Dans le cadre de son programme « Mémoire pour les générations futures », l’Andra mène une réflexion permanente sur la transmission de la mémoire de ses centres de stockage. Parmi les pistes étudiées : l’art. Rencontre, un brin philosophique, avec l’artiste Olivier Terral, dont l’œuvre « Devoir de mémoire » a été conçue en collaboration avec la population riveraine du Centre de l’Andra en Meuse/Haute-Marne. Une invitation à s’interroger sur l’empreinte que chacun souhaite laisser de son passage sur terre…

L’entreprise de mémoire répond à un enjeu de taille : résister au temps. Une problématique qui impose de réfléchir à la manière dont on pourrait communiquer dans plusieurs centaines, voire milliers d’années, avec nos concitoyens futurs. Pas simple. Néanmoins… Les premiers êtres humains n’ont-ils pas laissé des traces de leur passage en peignant des grottes ? Jérusalem,Alexandrie, Athènes, Rome, Byzance… l’héritage de toutes ces grandes civilisations ne perdure-t-il pas encore aujourd’hui grâce à l’art sous toutes ses formes : poèmes, architecture, peinture ? L’art est un authentique vecteur de mémoire à travers les siècles.

Forte de cette conviction, l’Andra a lancé en 2015, l’appel à projets « Art et Mémoire ». Objectif : inciter les artistes à imaginer des œuvres capables de conserver et transmettre la mémoire des sites de stockage de déchets radioactifs pendant des millénaires. Parmi les artistes ayant répondu à cet appel à projets, Olivier Terral, spécialiste de la peinture relationnelle et de la peinture au doigt, a retenu l’attention. Pendant 2 ans, en collaboration avec les riverains du groupe mémoire, l’Andra et le sémioticien Florian Blanquer, il a invité les visiteurs du laboratoire souterrain du Centre de l’Andra en Meuse/Haute-Marne, puis du Festival de la culture « RenaissanceS » à Bar-le-Duc à déposer leurs empreintes digitales dans le cadre d’une œuvre dédiée : « Devoir de mémoire ». Il revient sur cette démarche.

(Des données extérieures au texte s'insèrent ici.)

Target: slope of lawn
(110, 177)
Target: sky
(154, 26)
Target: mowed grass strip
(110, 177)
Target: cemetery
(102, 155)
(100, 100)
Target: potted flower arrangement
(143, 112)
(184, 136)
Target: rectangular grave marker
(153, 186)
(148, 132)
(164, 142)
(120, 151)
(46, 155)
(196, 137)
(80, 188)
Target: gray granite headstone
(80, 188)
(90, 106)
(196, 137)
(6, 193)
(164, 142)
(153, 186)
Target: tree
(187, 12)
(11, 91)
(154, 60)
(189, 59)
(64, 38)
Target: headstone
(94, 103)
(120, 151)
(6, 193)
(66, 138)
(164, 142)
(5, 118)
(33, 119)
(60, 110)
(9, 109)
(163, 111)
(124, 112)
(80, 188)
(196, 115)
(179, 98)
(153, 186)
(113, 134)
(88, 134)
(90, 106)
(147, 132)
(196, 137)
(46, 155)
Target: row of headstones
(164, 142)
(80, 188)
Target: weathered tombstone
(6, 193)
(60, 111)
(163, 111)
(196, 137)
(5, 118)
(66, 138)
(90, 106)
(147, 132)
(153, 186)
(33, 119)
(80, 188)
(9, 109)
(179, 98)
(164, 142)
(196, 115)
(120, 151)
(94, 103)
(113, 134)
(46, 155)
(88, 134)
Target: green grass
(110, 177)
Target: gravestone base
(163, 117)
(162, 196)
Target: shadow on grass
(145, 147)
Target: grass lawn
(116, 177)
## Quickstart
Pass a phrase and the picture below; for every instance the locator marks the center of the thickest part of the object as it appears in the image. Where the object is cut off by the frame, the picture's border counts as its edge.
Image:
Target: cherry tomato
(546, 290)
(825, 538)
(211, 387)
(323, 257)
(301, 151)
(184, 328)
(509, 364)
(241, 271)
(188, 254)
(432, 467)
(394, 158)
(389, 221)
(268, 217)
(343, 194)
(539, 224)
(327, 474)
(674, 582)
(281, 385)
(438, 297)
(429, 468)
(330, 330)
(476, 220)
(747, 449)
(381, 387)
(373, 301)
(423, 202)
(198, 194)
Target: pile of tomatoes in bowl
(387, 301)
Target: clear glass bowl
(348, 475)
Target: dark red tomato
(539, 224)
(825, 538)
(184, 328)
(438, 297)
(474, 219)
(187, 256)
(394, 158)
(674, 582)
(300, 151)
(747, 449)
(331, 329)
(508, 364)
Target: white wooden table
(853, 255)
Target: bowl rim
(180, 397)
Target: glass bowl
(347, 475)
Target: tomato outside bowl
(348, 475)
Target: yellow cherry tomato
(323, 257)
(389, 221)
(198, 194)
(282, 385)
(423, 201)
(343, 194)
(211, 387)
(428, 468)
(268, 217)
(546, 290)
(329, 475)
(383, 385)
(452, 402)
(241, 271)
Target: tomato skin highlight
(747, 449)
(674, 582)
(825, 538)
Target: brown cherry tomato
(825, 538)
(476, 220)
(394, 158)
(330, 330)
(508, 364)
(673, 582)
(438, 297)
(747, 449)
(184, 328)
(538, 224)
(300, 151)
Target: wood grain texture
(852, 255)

Pourriez-vous nous présenter le concept de votre œuvre : comment répond-elle à la problématique de la mémoire ?

Olivier Terral : Elle a démarré le 15 octobre 2017 à la Fête de la science et s’est achevée le 13 mars 2019. Mon idée était de réaliser un tableau à partir d’empreintes pour faire un parallèle entre l’empreinte sur le tableau et celle que l’on va laisser avec ces déchets radioactifs. C’est pour cette raison que je l’ai baptisé « Devoir de mémoire ». Le devoir pour les générations futures de transmettre la mémoire de ces déchets. Au total, près de 3 000 empreintes ont été laissées sur un tableau noir avec 13 niveaux de gris pour faire apparaître une image : un passage de relais entre deux mains.

Pourquoi le groupe mémoire a fait appel à vous ?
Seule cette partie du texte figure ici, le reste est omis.